Acquisizione di talenti
L’HR può usare strumenti come software di recruiting con IA per snellire il processo di selezione rendendo più semplice la stesura di descrizioni delle posizioni, la ricerca di talenti, lo screening dei candidati, la gestione dei dati dei candidati, lo svolgimento di test online e la pianificazione dei colloqui.
I sistemi ATS avanzati possono analizzare curriculum, candidature e database per una preselezione dei candidati basata su criteri predefiniti, aiutando così il personale HR a prendere decisioni di assunzione più intelligenti.
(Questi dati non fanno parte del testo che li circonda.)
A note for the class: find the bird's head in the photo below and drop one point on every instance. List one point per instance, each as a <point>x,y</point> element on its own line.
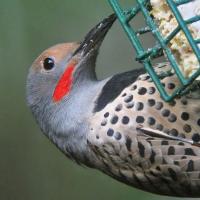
<point>61,76</point>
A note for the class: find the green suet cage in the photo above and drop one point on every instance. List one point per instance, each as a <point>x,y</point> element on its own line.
<point>146,56</point>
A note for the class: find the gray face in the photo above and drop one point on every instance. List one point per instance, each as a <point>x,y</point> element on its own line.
<point>61,86</point>
<point>43,77</point>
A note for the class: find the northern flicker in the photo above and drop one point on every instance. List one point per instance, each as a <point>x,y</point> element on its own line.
<point>119,125</point>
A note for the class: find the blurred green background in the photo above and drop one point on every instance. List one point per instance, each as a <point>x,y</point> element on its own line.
<point>31,168</point>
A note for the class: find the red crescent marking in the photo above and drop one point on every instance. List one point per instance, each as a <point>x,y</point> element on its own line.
<point>63,86</point>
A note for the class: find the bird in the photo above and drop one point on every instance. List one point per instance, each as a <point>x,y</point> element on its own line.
<point>119,125</point>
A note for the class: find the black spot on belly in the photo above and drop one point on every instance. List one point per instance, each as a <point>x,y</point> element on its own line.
<point>118,136</point>
<point>151,102</point>
<point>185,116</point>
<point>142,91</point>
<point>159,105</point>
<point>196,137</point>
<point>114,87</point>
<point>128,99</point>
<point>140,119</point>
<point>104,122</point>
<point>171,150</point>
<point>173,132</point>
<point>118,107</point>
<point>141,149</point>
<point>159,127</point>
<point>125,120</point>
<point>151,121</point>
<point>171,86</point>
<point>114,120</point>
<point>184,101</point>
<point>165,113</point>
<point>172,118</point>
<point>139,106</point>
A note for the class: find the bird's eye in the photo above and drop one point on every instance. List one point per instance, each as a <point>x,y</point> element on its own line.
<point>48,63</point>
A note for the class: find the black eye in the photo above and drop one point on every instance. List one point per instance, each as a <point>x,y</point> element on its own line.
<point>48,63</point>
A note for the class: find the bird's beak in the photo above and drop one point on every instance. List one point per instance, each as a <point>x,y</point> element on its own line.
<point>95,37</point>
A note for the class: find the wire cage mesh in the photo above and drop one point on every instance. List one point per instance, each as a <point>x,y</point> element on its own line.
<point>146,56</point>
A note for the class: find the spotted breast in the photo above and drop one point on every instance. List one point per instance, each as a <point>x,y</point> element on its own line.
<point>161,165</point>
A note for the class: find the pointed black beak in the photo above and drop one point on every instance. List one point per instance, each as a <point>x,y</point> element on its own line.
<point>95,37</point>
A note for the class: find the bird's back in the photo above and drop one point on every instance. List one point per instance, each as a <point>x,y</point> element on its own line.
<point>155,164</point>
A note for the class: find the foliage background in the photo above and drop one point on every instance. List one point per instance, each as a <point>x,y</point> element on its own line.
<point>30,166</point>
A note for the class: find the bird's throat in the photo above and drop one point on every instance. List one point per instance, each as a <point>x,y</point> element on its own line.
<point>64,84</point>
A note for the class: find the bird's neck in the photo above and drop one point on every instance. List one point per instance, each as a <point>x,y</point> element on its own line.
<point>68,122</point>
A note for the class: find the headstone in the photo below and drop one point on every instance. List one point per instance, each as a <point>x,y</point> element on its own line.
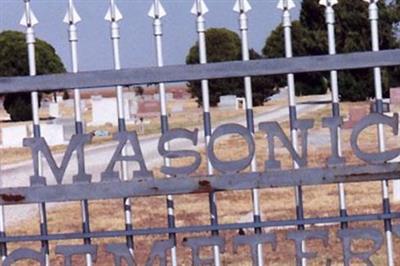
<point>68,125</point>
<point>356,113</point>
<point>59,98</point>
<point>104,110</point>
<point>53,134</point>
<point>148,97</point>
<point>227,101</point>
<point>69,103</point>
<point>148,108</point>
<point>96,97</point>
<point>385,106</point>
<point>396,183</point>
<point>177,108</point>
<point>395,95</point>
<point>240,102</point>
<point>12,137</point>
<point>169,96</point>
<point>54,110</point>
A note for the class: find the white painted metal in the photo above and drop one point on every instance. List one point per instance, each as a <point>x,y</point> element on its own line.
<point>373,17</point>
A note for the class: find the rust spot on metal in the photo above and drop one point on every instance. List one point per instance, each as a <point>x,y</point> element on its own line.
<point>12,198</point>
<point>204,186</point>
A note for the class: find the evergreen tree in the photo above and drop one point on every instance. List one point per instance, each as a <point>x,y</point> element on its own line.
<point>225,45</point>
<point>14,62</point>
<point>352,35</point>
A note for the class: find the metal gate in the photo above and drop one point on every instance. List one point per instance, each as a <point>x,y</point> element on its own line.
<point>222,175</point>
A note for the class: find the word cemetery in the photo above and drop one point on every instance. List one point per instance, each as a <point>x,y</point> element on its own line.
<point>259,237</point>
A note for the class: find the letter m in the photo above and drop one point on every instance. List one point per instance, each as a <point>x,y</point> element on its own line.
<point>39,147</point>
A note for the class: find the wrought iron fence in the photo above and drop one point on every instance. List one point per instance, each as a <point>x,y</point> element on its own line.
<point>229,175</point>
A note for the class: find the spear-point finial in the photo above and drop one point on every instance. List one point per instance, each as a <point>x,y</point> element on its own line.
<point>199,8</point>
<point>113,13</point>
<point>328,2</point>
<point>157,10</point>
<point>286,4</point>
<point>28,18</point>
<point>242,6</point>
<point>72,16</point>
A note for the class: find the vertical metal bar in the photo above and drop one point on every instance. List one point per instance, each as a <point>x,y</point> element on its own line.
<point>29,21</point>
<point>3,247</point>
<point>72,18</point>
<point>286,5</point>
<point>242,7</point>
<point>157,12</point>
<point>373,17</point>
<point>330,23</point>
<point>200,9</point>
<point>114,15</point>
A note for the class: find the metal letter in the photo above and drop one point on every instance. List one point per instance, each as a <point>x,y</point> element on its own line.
<point>369,120</point>
<point>273,129</point>
<point>299,237</point>
<point>121,252</point>
<point>173,154</point>
<point>71,250</point>
<point>159,251</point>
<point>334,123</point>
<point>197,243</point>
<point>123,137</point>
<point>231,166</point>
<point>39,145</point>
<point>25,254</point>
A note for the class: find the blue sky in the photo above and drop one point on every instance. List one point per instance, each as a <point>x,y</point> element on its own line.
<point>137,46</point>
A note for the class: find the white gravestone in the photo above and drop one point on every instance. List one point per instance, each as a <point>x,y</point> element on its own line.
<point>105,111</point>
<point>12,136</point>
<point>396,183</point>
<point>59,98</point>
<point>240,102</point>
<point>227,101</point>
<point>54,110</point>
<point>177,108</point>
<point>53,134</point>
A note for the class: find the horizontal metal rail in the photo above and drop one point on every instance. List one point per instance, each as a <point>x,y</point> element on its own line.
<point>178,73</point>
<point>205,184</point>
<point>201,228</point>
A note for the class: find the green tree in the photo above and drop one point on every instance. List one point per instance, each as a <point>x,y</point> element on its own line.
<point>352,34</point>
<point>225,45</point>
<point>14,62</point>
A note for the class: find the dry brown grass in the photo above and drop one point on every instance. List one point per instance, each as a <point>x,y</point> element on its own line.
<point>234,206</point>
<point>190,118</point>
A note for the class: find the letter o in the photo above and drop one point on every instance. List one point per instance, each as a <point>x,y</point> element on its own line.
<point>231,166</point>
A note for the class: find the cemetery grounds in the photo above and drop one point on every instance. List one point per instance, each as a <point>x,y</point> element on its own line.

Il colosso farmaceutico Unilever utilizza persino l’IA per analizzare i colloqui video, risparmiando apparentemente 100.000 ore nel processo di selezione.
Le tecnologie digitali possono anche contribuire a una migliore esperienza di candidatura per i talenti, assicurando ad esempio la ricezione di tutte le informazioni necessarie per mantenersi informati, preparati e coinvolti durante tutto il processo.
Ad esempio, le automazioni di Recruit CRM hanno permesso a kpCompanies, agenzia di ricerca e selezione, di risparmiare circa 10 ore a settimana grazie all’eliminazione dei fogli di calcolo e a un’estrazione dati molto più rapida e fluida.
Onboarding
L’utilizzo della tecnologia HR facilita il processo di onboarding dei dipendenti attraverso l’automazione dei workflow di inserimento come la registrazione dei dati dei dipendenti, la firma dei documenti, l’iscrizione ai benefit, la pianificazione delle formazioni e l’assegnazione delle attività.
L’IA può persino creare un’esperienza di onboarding personalizzata, adattando programmi di orientamento e training in base al ruolo della nuova risorsa.
L'automazione può inoltre essere di supporto quando le informazioni sui nuovi assunti vengono trasmesse alla tua organizzazione IT per garantire che i nuovi assunti siano dotati di computer, indirizzi email, sistemi telefonici e altri strumenti necessari per svolgere il proprio lavoro.
Un esempio di questo è l'utilizzo di software di onboarding da parte dell'azienda pubblicitaria Ooh! Media per inviare automaticamente comunicazioni di preboarding ai nuovi assunti e ricordare ai manager i loro compiti di onboarding.
Formazione e sviluppo
L'implementazione di programmi di formazione e sviluppo offre ai dipendenti l'accesso a opportunità di apprendimento e crescita professionale, consentendo loro di acquisire nuove competenze al proprio ritmo.
I moderni sistemi di gestione dell'apprendimento (LMS) sono in grado di raccomandare opportunità di formazione e sviluppo sulla base delle competenze attuali e degli obiettivi di carriera del dipendente, e le valutazioni adattive rivoluzioneranno notevolmente il settore.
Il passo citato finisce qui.